流れる周りの景色がそう語りかけているように感じる。


軽快にコーナーを攻略していく叶子。

グリッピング走行だが、滑らかなドライビングだ。

「ここまではいいんだよなー」と叶子は呟く。

「次なんだよねー」といいながら、シフトダウンして減速する叶子。

峠道でも長い部類に入るストレートが終わり、キツイ右の複合ヘアピンが迫る。


右コーナー。対向車もコーナー自体もブラインドになるため、経験者でも怖い瞬間だ。


コーナーミラーを一瞬みて判断を決める。

今までのグリップ走行から一転、慣性ドリフトに移行する。

対向車線にはみ出さずクリアしていく叶子。

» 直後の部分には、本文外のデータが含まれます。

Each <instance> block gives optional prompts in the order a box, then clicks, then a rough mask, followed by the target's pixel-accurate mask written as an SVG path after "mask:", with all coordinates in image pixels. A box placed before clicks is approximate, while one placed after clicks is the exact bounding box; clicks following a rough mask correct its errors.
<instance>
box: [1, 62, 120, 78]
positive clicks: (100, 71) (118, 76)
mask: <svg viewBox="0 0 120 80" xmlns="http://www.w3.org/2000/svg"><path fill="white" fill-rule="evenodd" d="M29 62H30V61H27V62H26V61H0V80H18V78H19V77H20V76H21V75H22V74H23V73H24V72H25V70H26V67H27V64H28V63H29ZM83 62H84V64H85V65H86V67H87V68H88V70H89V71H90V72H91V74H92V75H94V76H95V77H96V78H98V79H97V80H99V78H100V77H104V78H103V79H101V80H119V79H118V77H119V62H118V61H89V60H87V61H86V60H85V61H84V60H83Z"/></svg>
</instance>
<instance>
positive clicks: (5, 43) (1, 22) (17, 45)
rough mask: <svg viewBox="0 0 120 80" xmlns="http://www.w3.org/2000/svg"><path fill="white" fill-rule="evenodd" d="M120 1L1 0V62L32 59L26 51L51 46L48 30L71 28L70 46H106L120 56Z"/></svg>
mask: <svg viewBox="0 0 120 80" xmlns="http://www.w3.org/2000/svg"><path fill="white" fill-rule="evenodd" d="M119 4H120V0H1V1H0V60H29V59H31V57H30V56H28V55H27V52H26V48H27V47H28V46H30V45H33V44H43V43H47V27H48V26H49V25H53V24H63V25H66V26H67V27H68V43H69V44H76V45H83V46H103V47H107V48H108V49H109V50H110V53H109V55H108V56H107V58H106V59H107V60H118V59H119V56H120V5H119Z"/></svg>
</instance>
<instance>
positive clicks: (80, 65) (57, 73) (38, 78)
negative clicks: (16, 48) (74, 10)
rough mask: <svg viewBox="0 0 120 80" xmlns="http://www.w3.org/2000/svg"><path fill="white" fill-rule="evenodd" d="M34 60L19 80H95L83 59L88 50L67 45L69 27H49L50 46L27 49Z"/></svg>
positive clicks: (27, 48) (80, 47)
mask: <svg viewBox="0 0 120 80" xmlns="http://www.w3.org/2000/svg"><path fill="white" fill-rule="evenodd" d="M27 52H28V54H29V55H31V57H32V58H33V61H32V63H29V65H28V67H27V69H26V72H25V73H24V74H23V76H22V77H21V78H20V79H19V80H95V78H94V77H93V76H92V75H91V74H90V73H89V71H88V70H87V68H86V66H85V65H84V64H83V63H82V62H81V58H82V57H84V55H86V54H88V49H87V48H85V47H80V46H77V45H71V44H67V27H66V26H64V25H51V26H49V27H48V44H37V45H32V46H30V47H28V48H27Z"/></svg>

見事なコントロールだ。


「今日は上手くいった!‥」にこやかな顔とは裏腹に、運転はグリップ走行になっていた。

「チャレンジしなければ上手くはならないもんね‥ホント運転と人生似てる」

そう言いながら、肘をついて頬に手を当て窓の外をみる叶子。

左手のみで、ステアリングとシフトチェンジをしている。


いつも通りのことは、いつも通り過ぎるもの。

意識しないで日々流れていくものが、どれほど多いことか。


「この一年でなにか変わったかな?」といいながら、シフトアップして加速する叶子。

86と同じように前には進んでいる。

時もそうだ。

「あっ」叶子は何かに気づいた。

峠道も街に近づくにつれ、叶子のドライビングも安全第一にかわる。

86の奏でるサウンドも、静かになる。

周りの景色も、よく見えるようになる。


「もっと周り見る余裕つくらないとね!」

そう言いながら助手席の窓を少し開ける。

流れ込む風が叶子の綺麗な黒髪をさらっていくかのように靡かせる。

「きもちー!」






「叶子、窓をしめなさい!」

運転する父に注意される10歳の叶子。

叶子は父が峠道やドライブに行くのによくついて行った。


叶子は父の車と運転が好きだった。

無駄のない動き、流れるようなドラテク。

いったいどれだけ練習したら、ああなるのだろう。



そんな昔のことを少し思い出した叶子。

父がよく言っていた「失敗も糧、成功も糧」の言葉が今になって沁みてくる。


一年の終わりだからと嘆くことはない。

全ては自分の糧になっているのだ。

そう自分に言い聞かす。

前を見据える叶子。


峠を走る時、前には父が運転する車の幻影がいつもみえる。

叶子は、いつも父のゴーストカーを頭に描いて走っている。


「目標は、ないよりあるほうがいい!」

車は喋らないが、色々なことを教えてくれると叶子は思っている。


普通がイチバン、当たり前がイチバン。

でも、それらをこなすには基本が大事である。


「父さんは、みっちり基本やったってことだもんね」

ひとり納得する叶子。


まったりしたスタイルから両手てハンドルを握り、姿勢を正す。


エンジン音を一段階上げて、叶子の86が街中へと消えていった。






-おしまいー






また短編シリーズですが、読んでいただければと思います。

今年もあと2か月。

がんばりましょう!


そんな思いを込めて書いております。